Inspiré de la thérapie cognitive et comportementale (TCC)

Le syndrome de l’imposteur fonctionne comme un avocat de l’accusation très zélé : il collecte toutes les preuves de vos « échecs » et ignore systématiquement toutes vos réussites.

L’idée de cet exercice est simple : constituer un dossier pour la défense.

Comment faire :

Prenez un carnet — physique de préférence, il y a quelque chose de concret et d’ancré dans le fait d’écrire à la main. Chaque soir, pendant 21 jours, notez trois choses :

  1. Une chose que vous avez accomplie aujourd’hui, aussi petite soit-elle.
  2. Une compétence ou qualité que cette action a révélée.
  3. Une preuve concrète que vous étiez la bonne personne pour le faire.

L’objectif n’est pas de vous convaincre que vous êtes parfait(e). C’est d’entraîner votre cerveau à voir aussi ce qui fonctionne, pas seulement ce qui cloche.

Astuce de psy : Si vous avez du mal à trouver des exemples, imaginez ce qu’un ami bienveillant dirait de votre journée. Souvent, nous sommes notre juge le plus sévère.


Exercice 2 : La lettre à votre doute — Comment se distancier des pensées négatives ?

Inspiré de la thérapie d’acceptation et d’engagement (ACT)

En ACT, on apprend à se distancier de ses pensées plutôt que de les combattre. Car vouloir faire taire le syndrome de l’imposteur à force de volonté ne fonctionne généralement pas — ça le renforce, au contraire.

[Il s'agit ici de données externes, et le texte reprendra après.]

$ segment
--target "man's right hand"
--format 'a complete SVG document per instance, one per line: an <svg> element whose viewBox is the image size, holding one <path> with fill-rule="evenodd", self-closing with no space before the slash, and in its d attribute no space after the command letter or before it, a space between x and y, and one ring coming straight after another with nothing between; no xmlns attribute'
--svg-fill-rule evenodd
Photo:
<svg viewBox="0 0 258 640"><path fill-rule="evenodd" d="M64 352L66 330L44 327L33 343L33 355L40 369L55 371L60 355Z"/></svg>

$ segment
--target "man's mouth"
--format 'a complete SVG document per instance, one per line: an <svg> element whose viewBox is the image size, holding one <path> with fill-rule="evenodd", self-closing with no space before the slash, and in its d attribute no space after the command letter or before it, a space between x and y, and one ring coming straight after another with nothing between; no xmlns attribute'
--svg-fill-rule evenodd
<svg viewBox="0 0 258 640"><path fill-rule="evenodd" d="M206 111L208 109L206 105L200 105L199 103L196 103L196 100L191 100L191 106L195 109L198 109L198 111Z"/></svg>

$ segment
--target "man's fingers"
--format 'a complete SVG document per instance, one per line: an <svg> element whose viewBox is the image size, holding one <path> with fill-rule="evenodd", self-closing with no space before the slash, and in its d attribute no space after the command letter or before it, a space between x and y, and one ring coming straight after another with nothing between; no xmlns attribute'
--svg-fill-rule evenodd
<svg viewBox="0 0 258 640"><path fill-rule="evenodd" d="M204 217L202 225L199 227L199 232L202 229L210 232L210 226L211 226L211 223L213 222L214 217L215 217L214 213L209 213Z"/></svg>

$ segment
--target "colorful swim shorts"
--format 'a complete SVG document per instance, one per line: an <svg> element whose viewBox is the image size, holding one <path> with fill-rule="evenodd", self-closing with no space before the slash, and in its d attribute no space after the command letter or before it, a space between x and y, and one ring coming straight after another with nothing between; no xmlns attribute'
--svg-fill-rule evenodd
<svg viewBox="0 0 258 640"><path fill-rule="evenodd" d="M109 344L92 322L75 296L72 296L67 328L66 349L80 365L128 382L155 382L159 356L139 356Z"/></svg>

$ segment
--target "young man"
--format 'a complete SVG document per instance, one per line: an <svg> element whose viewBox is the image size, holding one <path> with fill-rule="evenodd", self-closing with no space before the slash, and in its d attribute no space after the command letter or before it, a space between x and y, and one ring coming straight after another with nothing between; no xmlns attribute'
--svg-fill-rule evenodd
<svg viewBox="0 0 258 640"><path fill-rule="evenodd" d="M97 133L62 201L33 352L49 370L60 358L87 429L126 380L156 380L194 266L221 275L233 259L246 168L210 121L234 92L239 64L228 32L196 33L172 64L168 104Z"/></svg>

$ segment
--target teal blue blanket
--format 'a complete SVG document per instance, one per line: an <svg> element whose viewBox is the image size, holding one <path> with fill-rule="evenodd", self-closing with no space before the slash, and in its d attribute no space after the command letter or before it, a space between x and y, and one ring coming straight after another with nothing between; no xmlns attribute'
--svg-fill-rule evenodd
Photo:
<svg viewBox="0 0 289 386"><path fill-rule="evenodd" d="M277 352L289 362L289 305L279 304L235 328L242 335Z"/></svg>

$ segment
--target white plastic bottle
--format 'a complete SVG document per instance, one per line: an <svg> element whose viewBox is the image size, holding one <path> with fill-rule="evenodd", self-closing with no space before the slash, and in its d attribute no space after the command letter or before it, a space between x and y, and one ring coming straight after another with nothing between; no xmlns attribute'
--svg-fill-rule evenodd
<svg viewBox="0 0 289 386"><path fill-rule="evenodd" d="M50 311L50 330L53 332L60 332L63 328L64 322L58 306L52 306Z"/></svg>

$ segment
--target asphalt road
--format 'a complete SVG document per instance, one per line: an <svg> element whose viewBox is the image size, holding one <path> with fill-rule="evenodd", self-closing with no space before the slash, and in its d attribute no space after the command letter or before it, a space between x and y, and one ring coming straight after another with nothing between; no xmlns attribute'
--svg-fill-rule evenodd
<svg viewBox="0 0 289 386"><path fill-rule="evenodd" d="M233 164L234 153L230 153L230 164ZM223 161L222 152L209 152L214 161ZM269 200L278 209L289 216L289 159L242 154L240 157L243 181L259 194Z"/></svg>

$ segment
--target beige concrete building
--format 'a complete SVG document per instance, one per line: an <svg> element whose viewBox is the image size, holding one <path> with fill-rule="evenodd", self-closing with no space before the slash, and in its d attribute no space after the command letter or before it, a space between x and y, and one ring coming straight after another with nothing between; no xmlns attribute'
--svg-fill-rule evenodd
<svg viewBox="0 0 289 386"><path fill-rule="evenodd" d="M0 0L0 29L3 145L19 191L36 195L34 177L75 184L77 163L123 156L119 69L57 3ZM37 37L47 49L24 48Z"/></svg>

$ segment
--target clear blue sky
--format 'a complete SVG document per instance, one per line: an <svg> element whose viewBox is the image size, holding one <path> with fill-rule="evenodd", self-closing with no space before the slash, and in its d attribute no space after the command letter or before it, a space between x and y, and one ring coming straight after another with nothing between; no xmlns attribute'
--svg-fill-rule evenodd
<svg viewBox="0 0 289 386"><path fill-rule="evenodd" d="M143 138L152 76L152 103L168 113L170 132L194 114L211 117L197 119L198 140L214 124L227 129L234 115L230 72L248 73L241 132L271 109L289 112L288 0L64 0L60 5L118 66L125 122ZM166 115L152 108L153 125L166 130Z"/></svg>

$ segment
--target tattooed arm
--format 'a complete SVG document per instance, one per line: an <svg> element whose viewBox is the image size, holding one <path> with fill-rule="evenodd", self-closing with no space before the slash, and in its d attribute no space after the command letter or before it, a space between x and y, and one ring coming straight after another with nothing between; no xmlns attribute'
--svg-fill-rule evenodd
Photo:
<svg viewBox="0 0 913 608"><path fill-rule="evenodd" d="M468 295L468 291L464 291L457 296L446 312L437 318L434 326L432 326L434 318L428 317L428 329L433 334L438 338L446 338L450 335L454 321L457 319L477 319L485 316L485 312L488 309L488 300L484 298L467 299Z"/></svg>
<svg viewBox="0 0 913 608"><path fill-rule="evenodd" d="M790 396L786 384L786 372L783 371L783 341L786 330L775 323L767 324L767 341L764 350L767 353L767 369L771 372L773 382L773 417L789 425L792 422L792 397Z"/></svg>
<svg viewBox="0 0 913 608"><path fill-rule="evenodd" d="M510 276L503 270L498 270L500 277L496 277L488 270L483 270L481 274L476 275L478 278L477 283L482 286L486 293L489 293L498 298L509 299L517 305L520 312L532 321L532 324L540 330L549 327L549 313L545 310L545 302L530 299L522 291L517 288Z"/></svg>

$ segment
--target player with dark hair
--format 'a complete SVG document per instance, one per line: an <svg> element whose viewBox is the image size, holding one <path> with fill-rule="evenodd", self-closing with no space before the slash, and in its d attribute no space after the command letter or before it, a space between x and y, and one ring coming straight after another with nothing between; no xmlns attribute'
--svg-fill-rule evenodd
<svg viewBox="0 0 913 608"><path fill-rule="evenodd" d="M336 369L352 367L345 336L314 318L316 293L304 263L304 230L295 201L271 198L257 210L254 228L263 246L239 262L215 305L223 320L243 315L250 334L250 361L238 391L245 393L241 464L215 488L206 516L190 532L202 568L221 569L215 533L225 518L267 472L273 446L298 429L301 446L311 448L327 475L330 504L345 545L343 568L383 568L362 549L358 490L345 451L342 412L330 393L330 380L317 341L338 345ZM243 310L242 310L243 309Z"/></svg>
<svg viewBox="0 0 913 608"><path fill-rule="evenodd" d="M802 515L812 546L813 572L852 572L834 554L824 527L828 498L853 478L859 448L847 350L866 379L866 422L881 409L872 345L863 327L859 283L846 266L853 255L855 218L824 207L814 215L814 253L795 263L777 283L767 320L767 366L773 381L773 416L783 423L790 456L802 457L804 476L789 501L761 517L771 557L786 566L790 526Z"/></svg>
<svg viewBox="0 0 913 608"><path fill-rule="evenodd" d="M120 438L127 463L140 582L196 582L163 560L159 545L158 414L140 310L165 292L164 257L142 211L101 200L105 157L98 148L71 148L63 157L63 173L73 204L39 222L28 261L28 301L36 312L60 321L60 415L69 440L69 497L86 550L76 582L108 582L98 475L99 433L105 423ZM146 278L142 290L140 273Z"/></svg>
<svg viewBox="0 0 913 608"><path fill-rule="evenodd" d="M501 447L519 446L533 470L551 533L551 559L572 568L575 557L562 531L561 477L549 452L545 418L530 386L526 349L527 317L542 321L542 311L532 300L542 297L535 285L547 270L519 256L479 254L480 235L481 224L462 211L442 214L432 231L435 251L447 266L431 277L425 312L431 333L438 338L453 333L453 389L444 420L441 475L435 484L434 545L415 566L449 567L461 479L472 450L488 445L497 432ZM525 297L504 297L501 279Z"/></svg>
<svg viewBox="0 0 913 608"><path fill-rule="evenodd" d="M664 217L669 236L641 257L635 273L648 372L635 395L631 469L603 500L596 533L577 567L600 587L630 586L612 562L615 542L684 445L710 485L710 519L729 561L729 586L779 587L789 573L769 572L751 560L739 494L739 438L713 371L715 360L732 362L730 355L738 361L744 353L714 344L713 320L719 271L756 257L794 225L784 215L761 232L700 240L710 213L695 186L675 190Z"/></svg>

Cet exercice propose une approche différente : entrer en dialogue avec lui.

Comment faire :

Asseyez-vous dans un endroit calme. Prenez une feuille et écrivez une lettre adressée à votre syndrome de l’imposteur. Donnez-lui un nom si vous voulez — certaines personnes l’appellent « le Censeur », « la Petite Voix », ou quelque chose d’encore plus personnel. Un nom rigolo fonctionne aussi, ça le minimise.

Dans cette lettre, dites-lui :

  • Ce qu’il vous a coûté (les opportunités évitées, les moments sabotés)
  • Ce que vous avez compris sur lui (d’où il vient, pourquoi il est là)
  • Et enfin : que vous avez décidé de continuer malgré lui, sans attendre qu’il disparaisse

Ce n’est pas une lettre de rupture. C’est une lettre de prise de conscience. Vous ne cherchez pas à l’éliminer — vous choisissez de ne plus le laisser décider à votre place.

Ce que j’observe en consultation : Cet exercice surprend souvent. Beaucoup de personnes réalisent en l’écrivant que leur syndrome de l’imposteur est apparu très tôt — parfois lié à des messages reçus dans l’enfance. C’est un premier pas vers une compréhension plus profonde.


Exercice 3 : Le recadrage de la réussite — Pourquoi minimisez-vous vos succès ?

Un classique revisité

Une des caractéristiques du syndrome de l’imposteur, c’est d’attribuer ses succès à des facteurs externes — la chance, le hasard, les autres — et ses échecs à soi-même. C’est ce que les psychologues appellent un biais d’attribution asymétrique.

Cet exercice vise à rééquilibrer cette balance.

Comment faire :

Pensez à une réussite récente — une tâche menée à bien, un retour positif, un projet abouti. Puis répondez par écrit à ces quatre questions :

  1. Quelle compétence personnelle a contribué à ce résultat ?
  2. Quel effort ai-je fourni pour y arriver ?
  3. Quelle décision ai-je prise qui a fait la différence ?
  4. Si un ami avait obtenu le même résultat, lui dirais-je que c’est de la chance ?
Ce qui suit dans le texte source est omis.